Apolgies in advance for OT.  I'm curious, how did he score when he did that and did it really matter?

He birdied one of the holes (had an eagle look) and parred the second. Gave him a much wider fairway to hit off the tee both times and more green to work with in front of the flagstick for the day's pin positions, which was helpful during a week that played exceptionally firm (was a dry and hot week for the tournament itself, on already-firm turf) with equally exceptionally long rough due to very heavy rains throughout Colorado this spring (they got more rain in the month of June alone than they usually get for an entire calendar year).

On the par 5 first it made more sense to me, just because he really did need the extra room to land and stop the ball when hitting a 3 or 5-wood approach over the ditch short of the green. The green itself is not very deep front to back, and the shape is a bit of a diagonal strip from short left to long right following the curve of the ditch with a shaved apron behind it on the right that feeds down into the cabbage and the green itself sloping to the ditch in front. Going more than 3-4 yards long of the green to a back right pin position often leaves you with a 30-40 yard shot out of thick rough to a slippery green with a ditch if you hit that pitch long. Him hitting it into the 15th fairway avoided the pot bunkers that flank either side of 1 fairway (with a forced carry of 290-300 to clear them) and makes the green narrower but much, much deeper. Missing right into the ditch is okay because the ditch is pretty dry and thin on the right side of the green, missing left is also okay because the hill back behind the green will feed the ball back towards the putting surface. I don't know that it actually gave him a better outcome, but when I asked him he said he did it to help eliminate the miss over the green on that back-right pin position with the shaved aprons that feed the ball into a long and difficult short game shot with any misses (left, right, or short) being at least no worse than they'd be from the intended fairway if not better off.

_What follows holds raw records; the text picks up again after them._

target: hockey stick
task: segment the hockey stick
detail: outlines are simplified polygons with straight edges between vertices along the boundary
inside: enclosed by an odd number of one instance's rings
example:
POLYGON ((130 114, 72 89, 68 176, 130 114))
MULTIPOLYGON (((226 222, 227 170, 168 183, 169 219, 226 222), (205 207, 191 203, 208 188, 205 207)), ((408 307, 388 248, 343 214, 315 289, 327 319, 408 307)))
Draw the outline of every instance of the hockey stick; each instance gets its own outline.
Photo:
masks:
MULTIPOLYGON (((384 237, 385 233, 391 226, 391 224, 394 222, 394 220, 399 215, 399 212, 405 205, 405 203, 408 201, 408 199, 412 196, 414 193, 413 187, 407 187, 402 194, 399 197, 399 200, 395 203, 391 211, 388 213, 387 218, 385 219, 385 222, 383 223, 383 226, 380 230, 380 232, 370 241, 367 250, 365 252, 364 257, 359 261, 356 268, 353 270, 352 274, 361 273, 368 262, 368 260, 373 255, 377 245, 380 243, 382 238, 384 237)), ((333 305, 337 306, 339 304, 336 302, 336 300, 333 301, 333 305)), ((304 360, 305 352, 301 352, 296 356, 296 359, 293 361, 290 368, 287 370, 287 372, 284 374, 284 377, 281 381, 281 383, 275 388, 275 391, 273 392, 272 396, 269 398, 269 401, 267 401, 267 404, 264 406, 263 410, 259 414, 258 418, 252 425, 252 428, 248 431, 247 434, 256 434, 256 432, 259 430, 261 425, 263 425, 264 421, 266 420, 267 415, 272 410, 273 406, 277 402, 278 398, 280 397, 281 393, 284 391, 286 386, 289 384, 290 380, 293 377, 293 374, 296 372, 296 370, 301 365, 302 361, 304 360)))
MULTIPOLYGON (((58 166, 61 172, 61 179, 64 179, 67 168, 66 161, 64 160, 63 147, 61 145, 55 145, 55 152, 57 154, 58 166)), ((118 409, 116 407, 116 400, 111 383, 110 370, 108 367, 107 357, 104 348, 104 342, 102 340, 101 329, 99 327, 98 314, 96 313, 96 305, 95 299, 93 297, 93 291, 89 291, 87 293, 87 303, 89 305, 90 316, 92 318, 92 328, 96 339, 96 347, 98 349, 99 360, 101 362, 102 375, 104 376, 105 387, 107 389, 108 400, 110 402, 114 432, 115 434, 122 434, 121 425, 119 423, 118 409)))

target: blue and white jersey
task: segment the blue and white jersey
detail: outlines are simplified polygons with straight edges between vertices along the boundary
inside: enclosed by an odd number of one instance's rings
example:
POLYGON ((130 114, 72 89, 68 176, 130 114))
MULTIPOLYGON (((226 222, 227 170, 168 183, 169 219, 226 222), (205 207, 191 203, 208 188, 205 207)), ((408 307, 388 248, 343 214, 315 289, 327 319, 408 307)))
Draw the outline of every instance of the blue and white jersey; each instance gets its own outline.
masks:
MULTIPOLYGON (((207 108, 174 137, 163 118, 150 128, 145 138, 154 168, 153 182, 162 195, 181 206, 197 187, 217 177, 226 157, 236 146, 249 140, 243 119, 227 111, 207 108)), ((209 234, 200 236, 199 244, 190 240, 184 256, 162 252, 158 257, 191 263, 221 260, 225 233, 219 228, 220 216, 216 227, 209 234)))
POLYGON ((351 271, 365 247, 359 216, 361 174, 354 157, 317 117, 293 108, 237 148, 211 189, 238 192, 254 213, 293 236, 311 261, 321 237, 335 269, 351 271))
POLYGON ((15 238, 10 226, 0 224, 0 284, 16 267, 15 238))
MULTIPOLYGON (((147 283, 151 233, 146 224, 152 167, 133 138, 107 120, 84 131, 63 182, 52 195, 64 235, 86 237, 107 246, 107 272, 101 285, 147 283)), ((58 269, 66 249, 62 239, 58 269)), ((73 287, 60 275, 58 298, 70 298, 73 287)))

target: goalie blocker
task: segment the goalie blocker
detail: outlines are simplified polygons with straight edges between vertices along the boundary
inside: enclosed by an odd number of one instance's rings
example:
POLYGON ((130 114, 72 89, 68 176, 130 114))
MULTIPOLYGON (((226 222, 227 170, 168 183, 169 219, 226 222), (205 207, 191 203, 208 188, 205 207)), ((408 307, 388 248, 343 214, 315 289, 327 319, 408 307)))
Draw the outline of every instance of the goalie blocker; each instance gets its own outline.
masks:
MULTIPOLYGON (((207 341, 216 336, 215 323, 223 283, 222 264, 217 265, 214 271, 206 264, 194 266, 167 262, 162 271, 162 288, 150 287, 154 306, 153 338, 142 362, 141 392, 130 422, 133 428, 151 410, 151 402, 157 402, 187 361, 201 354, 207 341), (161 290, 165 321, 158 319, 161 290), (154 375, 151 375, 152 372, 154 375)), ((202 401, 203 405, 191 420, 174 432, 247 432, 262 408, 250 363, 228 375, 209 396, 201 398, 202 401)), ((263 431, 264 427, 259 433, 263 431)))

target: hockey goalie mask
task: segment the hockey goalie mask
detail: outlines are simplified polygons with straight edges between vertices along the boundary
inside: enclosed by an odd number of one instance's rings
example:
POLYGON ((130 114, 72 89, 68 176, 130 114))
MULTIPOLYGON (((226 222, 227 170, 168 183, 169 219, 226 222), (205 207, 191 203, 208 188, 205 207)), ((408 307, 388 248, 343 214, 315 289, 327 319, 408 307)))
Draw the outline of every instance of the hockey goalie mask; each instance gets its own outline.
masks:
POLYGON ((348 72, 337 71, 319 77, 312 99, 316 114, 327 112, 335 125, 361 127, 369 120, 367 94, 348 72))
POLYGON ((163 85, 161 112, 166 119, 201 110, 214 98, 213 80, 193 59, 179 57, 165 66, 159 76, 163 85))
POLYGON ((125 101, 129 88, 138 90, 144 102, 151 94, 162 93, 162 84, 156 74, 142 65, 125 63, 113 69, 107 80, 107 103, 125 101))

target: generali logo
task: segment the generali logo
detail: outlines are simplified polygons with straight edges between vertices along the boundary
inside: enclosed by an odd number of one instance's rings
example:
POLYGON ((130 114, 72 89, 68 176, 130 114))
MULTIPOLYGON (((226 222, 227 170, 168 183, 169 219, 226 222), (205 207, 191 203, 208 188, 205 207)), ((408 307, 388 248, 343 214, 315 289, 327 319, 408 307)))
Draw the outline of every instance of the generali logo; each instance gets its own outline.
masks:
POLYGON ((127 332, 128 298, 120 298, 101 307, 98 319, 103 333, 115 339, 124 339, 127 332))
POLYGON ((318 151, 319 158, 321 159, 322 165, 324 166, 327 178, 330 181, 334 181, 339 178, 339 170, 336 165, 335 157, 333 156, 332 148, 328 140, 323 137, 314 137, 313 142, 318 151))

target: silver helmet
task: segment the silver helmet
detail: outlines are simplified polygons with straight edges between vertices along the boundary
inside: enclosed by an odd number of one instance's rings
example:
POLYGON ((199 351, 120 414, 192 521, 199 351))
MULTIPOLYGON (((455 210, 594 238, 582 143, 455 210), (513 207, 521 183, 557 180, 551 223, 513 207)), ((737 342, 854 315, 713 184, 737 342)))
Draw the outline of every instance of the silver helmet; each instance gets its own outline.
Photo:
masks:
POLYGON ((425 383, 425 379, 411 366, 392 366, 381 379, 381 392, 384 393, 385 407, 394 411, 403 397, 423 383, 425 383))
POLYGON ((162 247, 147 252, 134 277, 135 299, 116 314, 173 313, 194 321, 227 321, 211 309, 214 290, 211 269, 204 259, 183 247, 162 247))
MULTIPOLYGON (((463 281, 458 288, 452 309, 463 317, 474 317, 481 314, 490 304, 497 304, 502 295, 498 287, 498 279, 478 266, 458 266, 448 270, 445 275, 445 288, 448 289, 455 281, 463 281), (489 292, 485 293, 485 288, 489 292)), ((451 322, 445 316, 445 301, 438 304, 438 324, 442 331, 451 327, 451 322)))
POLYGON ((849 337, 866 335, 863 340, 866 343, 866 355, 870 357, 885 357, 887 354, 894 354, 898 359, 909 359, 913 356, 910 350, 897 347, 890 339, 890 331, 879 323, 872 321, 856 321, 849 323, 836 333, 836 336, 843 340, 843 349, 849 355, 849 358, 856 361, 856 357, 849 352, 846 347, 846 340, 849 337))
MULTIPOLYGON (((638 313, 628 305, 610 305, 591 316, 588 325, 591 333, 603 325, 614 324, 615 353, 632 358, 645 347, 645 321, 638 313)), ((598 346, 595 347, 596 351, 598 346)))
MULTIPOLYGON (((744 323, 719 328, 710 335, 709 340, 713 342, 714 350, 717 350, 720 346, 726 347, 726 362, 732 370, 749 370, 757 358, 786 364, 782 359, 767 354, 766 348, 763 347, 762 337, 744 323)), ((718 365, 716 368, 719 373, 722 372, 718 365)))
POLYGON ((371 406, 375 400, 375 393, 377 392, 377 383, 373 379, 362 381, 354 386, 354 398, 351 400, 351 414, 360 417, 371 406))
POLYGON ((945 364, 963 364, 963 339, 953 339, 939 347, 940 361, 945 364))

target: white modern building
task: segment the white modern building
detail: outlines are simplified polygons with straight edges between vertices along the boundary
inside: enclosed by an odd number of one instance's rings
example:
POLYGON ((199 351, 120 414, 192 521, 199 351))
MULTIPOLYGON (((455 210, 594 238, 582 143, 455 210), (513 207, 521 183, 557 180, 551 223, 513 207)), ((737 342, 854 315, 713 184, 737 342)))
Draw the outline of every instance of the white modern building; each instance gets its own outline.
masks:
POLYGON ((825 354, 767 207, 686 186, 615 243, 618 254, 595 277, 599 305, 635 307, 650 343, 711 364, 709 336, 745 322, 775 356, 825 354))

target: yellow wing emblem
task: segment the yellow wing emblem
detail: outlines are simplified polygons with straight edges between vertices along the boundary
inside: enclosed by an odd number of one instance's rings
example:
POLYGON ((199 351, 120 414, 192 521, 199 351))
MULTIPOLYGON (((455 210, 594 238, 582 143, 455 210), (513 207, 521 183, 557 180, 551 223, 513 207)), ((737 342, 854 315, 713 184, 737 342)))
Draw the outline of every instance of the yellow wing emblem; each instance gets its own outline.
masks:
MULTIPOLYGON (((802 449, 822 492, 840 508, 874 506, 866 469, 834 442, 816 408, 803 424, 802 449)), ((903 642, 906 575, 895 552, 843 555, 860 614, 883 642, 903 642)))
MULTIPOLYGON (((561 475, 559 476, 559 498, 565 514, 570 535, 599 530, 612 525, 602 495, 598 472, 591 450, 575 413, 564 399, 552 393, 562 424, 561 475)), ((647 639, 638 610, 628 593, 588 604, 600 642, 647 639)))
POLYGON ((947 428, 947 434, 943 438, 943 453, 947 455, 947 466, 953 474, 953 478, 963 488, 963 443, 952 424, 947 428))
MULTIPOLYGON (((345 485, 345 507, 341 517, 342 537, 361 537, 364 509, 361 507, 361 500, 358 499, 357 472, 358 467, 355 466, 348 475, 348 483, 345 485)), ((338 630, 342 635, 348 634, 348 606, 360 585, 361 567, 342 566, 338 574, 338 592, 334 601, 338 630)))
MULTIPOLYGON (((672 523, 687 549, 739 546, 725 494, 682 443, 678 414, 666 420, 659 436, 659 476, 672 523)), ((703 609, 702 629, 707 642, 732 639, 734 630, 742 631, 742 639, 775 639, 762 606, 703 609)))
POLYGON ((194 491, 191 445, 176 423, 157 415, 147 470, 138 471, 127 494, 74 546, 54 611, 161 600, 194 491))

On the par 4 18th it seemed marginal at best to me really. He did it because the main fairway squeezes in between two pot bunkers again in the landing area, with the 17th fairway being massively wide at the same distance and downhill from the teebox (more distance off the tee). Makes the approach a bit more uphill, but also gave an angle to better avoid the pot bunker short of the green depending on pin position. I don't think he really gained anything there, but I could at least see how maybe he thought it was worthwhile to be more likely to hit fairway and have a slightly shorter approach shot when the usual 2nd is from 200-220 anyways on that hole and I've seen pros only advance the ball ~15 feet using a wedge out of the rough on 18 before (it grows real thick in that area).

Pace of play wasn't terrible since the timing worked out reasonably well, but it was still a short wait on each tee to confirm the fairways were clear each time. As long as on-course OB is clearly marked and communicated where/when it applies, I have no issues with it at all really.